Afridi’s intentions are noble, but he must know that it was impossible to have staged the league, as it is, in Pakistan.
Few, if any, of the foreign stars contacted by the league were comfortable about playing there.
And without them the PSL would just have been a variant on a local domestic Twenty20 tournament.
“I hope it will eventually come back to Pakistan. I really want it to succeed but am 50-50 about crowds turning up. People work here [in the UAE], they have jobs so it won’t be easy. They may come for the evening games.”
If he is cautious about the kind of crowd turnouts, it is perhaps from the awareness that, in some part, it depends on him, as a Pathan captain of the Peshawar Zalmi team.

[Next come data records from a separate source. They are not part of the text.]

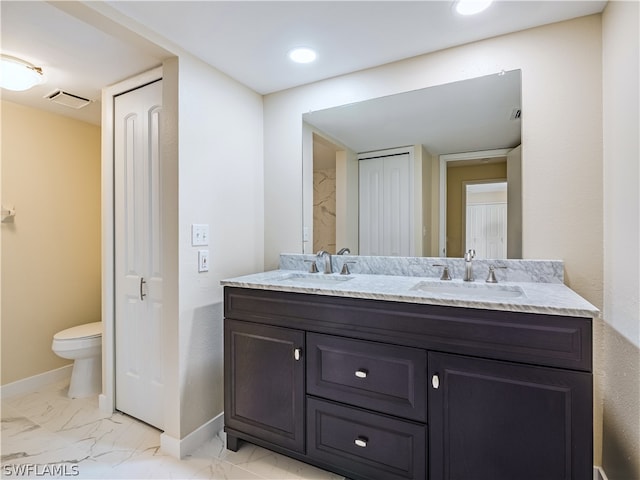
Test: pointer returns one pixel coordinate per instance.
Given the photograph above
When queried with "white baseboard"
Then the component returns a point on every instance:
(181, 448)
(32, 384)
(598, 474)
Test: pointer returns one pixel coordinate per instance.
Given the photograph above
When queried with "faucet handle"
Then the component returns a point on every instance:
(445, 271)
(345, 268)
(491, 278)
(313, 268)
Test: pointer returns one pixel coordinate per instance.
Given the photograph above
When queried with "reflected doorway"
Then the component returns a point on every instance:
(486, 219)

“The Pathan community is so big here and our matches initially are in the evening I think, so I’m sure they will come for support.”
His support stretches far beyond his own community though. And if it has been a burden as much as it has been a boon, it is unmistakably the sign of a cricketer, of a man, who has mattered, a man who, in many ways, is the PSL’s un-anointed poster boy.
“Obviously, as captain of Pakistan’s Twenty20 side, and Peshawar Zalmi captain, it is a huge opportunity for me too,” he said.
“I know a lot of people will be watching the league, keeping an eye on players. It is huge, a matter of my country’s honour. I just want it to succeed.”